Nehim had serious doubts about the Prophet's description of what awaited true believers in Paradise, but Hijazi's plan offered at least the possibility of escape. They were in the middle of an empty ocean. There was no chance that the cruise ship would run aground out here, or that anything would hit them.
He might survive yet.
SEAL VBSS Force Cold Steel Pacific Sandpiper Friday, 0545 hours EST
"Podesta!" Kellerman barked. "We need to turn now!"
QM1 John Podesta took the ship's wheel, spinning it hard to the right. "We won't stop in time," he said. "But the Queen is moving forward. Maybe we can miss her by passing astern!"
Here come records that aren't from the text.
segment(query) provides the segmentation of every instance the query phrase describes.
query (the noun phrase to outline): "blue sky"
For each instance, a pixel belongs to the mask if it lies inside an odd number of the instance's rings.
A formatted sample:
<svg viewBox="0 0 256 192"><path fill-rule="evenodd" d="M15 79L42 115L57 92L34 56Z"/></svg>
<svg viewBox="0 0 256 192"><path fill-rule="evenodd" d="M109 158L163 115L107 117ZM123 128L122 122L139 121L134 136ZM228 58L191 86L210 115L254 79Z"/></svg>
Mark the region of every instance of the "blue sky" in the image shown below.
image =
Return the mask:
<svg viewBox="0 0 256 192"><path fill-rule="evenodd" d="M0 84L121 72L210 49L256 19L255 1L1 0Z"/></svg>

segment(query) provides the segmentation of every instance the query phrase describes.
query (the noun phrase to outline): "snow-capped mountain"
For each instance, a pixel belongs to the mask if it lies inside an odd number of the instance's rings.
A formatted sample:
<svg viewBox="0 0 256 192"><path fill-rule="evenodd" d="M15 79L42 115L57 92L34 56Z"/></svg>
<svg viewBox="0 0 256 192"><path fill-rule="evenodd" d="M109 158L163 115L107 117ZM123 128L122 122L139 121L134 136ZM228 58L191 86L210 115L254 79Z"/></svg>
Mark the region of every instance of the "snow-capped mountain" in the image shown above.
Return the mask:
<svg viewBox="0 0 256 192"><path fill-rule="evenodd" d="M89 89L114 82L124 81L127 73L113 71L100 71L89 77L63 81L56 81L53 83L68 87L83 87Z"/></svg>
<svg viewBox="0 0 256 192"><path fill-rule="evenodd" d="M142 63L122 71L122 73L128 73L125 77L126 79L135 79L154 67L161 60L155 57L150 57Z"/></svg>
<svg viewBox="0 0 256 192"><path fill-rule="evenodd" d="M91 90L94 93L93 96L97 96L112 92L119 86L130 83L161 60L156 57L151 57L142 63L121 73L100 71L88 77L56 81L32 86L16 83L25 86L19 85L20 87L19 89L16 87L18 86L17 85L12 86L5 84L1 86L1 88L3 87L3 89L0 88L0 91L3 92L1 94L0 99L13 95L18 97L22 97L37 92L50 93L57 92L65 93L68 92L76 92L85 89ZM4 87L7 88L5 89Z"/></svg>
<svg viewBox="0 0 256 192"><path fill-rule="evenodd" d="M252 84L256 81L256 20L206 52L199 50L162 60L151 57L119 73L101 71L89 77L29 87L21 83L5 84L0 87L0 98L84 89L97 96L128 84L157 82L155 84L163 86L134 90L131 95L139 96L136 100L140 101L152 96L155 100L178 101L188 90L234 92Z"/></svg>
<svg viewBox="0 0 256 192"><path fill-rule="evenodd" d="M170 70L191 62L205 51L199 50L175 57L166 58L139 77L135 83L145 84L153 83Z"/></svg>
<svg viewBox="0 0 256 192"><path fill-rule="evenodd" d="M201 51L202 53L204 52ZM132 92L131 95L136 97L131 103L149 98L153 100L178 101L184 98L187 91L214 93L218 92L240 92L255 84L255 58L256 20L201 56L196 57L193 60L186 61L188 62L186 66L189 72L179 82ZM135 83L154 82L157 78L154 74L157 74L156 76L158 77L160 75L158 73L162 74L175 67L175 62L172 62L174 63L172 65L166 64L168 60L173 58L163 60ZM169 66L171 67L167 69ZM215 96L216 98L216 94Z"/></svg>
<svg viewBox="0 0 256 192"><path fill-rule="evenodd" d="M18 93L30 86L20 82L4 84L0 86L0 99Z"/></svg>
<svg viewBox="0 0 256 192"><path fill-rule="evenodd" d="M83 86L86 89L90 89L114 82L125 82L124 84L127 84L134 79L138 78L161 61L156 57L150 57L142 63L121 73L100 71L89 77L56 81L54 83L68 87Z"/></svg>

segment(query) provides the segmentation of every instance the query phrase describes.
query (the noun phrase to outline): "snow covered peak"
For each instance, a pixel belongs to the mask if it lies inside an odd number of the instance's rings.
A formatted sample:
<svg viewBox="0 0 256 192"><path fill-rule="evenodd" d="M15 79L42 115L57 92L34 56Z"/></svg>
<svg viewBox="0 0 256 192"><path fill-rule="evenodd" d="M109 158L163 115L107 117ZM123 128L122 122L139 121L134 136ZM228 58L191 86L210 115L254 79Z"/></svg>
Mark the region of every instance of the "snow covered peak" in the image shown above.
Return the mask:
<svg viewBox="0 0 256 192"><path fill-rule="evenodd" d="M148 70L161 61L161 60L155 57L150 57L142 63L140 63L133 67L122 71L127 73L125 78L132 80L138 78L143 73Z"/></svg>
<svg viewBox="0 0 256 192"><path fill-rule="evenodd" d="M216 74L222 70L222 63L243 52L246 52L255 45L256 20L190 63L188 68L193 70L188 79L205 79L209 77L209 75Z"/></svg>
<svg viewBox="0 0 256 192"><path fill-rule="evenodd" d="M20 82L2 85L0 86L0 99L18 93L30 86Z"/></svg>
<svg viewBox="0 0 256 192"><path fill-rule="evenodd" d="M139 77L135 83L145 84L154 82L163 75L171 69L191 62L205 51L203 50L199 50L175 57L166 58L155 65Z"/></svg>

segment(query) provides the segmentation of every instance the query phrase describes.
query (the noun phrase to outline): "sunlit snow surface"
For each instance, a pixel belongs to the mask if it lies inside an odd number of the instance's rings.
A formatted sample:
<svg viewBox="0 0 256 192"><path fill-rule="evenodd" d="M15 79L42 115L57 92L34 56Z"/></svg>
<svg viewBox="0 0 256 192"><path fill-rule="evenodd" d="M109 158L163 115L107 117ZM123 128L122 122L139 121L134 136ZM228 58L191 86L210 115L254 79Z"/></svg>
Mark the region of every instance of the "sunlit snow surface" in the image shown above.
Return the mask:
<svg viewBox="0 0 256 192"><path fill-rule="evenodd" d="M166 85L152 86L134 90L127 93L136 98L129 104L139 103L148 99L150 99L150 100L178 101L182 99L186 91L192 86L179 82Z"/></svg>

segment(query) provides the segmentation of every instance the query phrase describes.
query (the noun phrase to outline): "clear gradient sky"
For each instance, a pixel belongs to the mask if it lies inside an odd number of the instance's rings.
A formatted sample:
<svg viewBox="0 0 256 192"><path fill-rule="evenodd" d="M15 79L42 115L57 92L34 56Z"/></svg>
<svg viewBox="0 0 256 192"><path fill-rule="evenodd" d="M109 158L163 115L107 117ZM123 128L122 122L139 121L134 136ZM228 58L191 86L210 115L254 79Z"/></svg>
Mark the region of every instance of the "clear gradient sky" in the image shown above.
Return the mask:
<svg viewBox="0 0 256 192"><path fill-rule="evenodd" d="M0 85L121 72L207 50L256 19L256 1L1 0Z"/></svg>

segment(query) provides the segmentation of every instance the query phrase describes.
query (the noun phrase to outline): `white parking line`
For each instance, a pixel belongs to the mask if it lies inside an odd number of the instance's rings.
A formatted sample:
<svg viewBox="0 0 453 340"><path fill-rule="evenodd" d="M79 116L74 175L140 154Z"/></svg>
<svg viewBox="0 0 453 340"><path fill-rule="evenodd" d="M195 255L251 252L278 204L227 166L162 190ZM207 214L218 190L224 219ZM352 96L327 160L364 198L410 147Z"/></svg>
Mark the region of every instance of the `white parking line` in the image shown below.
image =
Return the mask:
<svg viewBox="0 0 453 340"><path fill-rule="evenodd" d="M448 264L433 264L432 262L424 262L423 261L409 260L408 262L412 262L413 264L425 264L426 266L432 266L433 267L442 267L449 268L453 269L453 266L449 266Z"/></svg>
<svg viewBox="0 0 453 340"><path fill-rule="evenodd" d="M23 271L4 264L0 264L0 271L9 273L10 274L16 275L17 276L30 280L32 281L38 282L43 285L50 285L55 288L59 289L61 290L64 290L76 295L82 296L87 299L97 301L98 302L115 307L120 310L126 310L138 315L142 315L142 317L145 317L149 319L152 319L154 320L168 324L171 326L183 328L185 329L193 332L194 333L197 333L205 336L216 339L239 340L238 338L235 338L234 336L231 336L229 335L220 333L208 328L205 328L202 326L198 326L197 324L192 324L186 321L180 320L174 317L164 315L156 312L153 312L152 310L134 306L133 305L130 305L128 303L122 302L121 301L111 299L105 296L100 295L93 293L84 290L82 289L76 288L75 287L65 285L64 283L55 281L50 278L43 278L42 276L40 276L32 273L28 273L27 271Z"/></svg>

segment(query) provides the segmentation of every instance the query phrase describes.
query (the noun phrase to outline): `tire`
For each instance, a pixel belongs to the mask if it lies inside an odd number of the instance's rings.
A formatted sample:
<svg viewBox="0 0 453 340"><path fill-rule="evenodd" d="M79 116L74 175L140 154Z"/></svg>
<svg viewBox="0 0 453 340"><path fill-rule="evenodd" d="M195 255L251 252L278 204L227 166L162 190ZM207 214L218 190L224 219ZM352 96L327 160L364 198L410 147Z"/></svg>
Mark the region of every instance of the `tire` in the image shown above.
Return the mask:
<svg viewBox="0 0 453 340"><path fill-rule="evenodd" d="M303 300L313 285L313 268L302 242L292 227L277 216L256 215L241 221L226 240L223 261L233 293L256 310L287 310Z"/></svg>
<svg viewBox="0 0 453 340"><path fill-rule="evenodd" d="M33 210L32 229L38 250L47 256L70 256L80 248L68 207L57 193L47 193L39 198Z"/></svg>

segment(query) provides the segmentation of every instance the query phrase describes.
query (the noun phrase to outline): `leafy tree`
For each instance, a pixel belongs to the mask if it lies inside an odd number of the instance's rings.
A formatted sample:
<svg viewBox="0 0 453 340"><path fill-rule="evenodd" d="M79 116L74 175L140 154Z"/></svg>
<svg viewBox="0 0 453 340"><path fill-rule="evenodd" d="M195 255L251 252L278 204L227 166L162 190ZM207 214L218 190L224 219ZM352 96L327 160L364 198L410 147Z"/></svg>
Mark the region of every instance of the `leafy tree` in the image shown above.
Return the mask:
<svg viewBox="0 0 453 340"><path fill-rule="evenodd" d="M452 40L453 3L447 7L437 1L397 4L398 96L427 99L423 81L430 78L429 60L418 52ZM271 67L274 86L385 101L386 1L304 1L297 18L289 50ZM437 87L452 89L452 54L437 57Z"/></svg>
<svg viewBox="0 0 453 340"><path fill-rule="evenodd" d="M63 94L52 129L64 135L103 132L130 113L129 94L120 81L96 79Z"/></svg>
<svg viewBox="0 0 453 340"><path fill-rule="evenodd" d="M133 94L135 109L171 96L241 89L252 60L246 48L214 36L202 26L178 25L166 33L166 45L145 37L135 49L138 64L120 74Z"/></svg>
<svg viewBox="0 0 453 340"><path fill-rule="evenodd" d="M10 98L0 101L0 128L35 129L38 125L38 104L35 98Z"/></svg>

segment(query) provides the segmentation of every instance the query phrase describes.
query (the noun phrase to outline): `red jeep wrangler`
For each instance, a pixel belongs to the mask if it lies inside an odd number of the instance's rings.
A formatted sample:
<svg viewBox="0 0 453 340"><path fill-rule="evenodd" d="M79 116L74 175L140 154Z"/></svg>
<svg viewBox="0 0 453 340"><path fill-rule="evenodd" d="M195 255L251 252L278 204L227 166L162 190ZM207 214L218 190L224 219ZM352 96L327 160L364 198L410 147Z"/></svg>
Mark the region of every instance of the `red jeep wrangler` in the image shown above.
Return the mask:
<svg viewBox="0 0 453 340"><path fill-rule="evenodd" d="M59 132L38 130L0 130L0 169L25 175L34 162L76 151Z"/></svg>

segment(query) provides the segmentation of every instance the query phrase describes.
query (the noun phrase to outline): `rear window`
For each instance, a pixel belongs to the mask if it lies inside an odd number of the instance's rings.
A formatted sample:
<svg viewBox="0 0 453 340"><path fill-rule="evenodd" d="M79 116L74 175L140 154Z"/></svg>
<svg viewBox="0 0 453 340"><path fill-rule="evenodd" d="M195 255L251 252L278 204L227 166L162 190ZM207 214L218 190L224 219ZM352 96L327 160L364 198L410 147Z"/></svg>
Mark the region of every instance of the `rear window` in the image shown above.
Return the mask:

Kellerman hesitated, his hands above the two throttle levers, one for each of the Sandpiper's screws. His instinct was to throw the ship into reverse, to try to stop the leviathan before it collided with the ship now just five hundred yards ahead.
But with the rudder hard right, with the bow now slowly swinging to the right, toward the other ship's stern, throwing the screws in reverse would actually act against the turn. He remembered reading about some confusion on the bridge when the Titanic had spotted the iceberg, about how an attempt to turn away from the ice had actually swung the bow of the doomed ship toward it.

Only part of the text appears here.